[Bioperl-l] Extracting gene seq from Bio::DB::GFF

Fri Aug 11 21:36:27 UTC 2006

Many thanks Scott, 

At the same time I got your email I was coming to the same conclusion as
you.

Now I have a stranger problem in my hands... My goal is quite simple, I try
to get the sequence of the genes back from the Bio::DB::GFF database loaded
on MySQL. The gene list is from a file with one gene id per per line. When I
run the following script:

use Bio::DB::GFF;
use Bio::SeqIO;
my $out = Bio::SeqIO->new(    -fh => \*STDOUT,
                            -format => 'fasta');
my $db = Bio::DB::GFF->new( -adaptor => 'dbi::mysql',
                              -dsn => 'dbi:mysql:database=dmel_43_new');

while (<>){
    chomp;
    my $id = $_;
    my @feats = $db->get_feature_by_name($id);
    for my $f (@feats){
        $out->write_seq( $f->seq ) if $f->type =~/gene/;
    }
}

I get more sequence back than the number of gene in my input file.

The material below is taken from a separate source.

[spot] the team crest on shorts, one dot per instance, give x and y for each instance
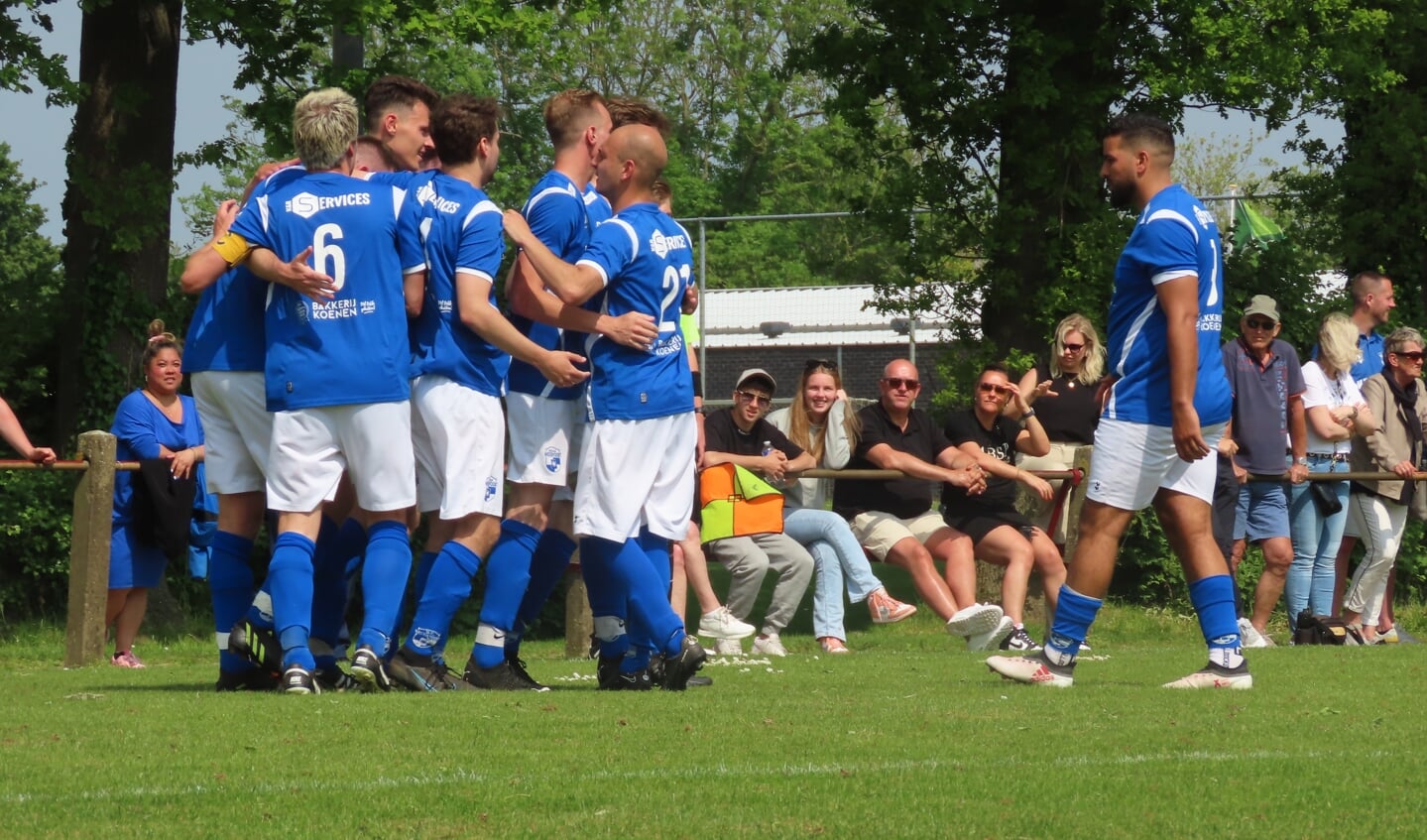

I double
check there. Some of the duplicated entries are the same, some are not!

I double check and none of the the duplicated entry in the output are having
duplicated "gene" entry in the original gff files that I just loaded in the
MySQL database using bp_bulk_load_gff.pl.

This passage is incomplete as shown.